Published in 2014 in Cell, Sutendra, et al. showed how nuclear and mitochondrial functions are coordinated. They demonstrated an elegant connection between the mitochondrial pyruvate dehydrogenase complex (PDC) and regulation of nuclear gene expression. This complex makes the universal acetyl donor, acetyl-CoA. Results show that the entire complex moves from the mitochondria to the nucleus under a specified set of cellular states.

Why does it do this? It does so to directly provide acetyl-CoA for histone acetylation and epigenetic regulation. Essentially, these researchers uncovered another example of complex mitochondrial-nuclear communication and offered an additional data point or reminder that metabolism is not simply a mindless furnace that supplies energy (ATP).

This last point that metabolism (or in this particular case, the mitochondria) is not just a mindless drone making energy was thunderously echoed in a “blow your hair back” example of how much we have yet to learn about metabolism.
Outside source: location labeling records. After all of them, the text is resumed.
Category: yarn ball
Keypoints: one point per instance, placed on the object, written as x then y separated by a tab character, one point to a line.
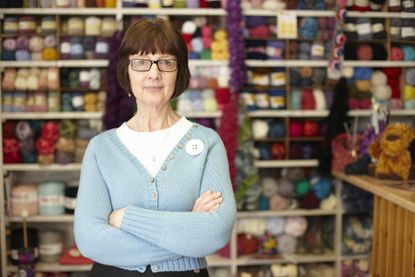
310	201
329	203
260	129
287	244
302	188
276	225
278	203
285	187
269	186
321	187
296	226
296	129
410	76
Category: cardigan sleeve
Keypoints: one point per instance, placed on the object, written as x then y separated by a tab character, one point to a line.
95	238
194	234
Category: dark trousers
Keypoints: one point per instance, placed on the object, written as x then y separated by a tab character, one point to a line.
100	270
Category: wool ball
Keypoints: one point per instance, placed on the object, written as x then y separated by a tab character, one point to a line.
260	129
287	244
302	188
275	225
269	186
296	226
378	78
254	227
285	187
329	203
278	203
321	187
410	76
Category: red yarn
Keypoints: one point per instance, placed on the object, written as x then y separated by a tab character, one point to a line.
310	128
307	100
296	129
11	152
228	131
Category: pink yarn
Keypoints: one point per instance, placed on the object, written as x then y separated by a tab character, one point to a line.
296	129
396	54
364	52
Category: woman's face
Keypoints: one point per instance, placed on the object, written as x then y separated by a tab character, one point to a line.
153	87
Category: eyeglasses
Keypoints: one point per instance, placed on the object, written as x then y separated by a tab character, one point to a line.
164	65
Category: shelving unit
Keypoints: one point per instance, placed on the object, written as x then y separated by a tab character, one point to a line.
233	261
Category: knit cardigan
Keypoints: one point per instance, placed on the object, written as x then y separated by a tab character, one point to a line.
158	228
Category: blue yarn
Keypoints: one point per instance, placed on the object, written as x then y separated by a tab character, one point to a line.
23	55
408	53
309	27
265	151
295	102
276	129
263	203
410	77
322	188
362	73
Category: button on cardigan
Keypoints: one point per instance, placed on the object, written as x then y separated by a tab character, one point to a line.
158	227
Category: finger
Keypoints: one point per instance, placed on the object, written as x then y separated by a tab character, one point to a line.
212	203
214	208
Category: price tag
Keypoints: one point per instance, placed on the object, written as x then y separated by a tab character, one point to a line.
287	25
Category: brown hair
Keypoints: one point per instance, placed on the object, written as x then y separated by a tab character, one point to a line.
151	36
Two articles in the July 30th issue of Cell by Birsoy et al. and Sullivan et al. provided an astonishing surprise about the fundamental role of the mitochondria in proliferating cells such as immune cancer cells. While it has been accepted for decades that the crucial function of the mitochondria (the electron transport chain, specifically) in proliferating cells is to produce ATP, these papers showed that this is not the case.

The role instead is to produce a single amino acid, aspartate. The papers elaborate elegantly on the precise mechanistic rationale, but the straight-forward functional rationale is to support the biosynthetic demands of making more cells. Although energy is important, the canary in the coal mine for proliferating cells is this single amino acid.

These findings exemplify that the “old dog” called metabolism has many new tricks to show us. In an era where systems biology is embraced, these examples remind us how integrated a system a single cell is and that there are no operational silos.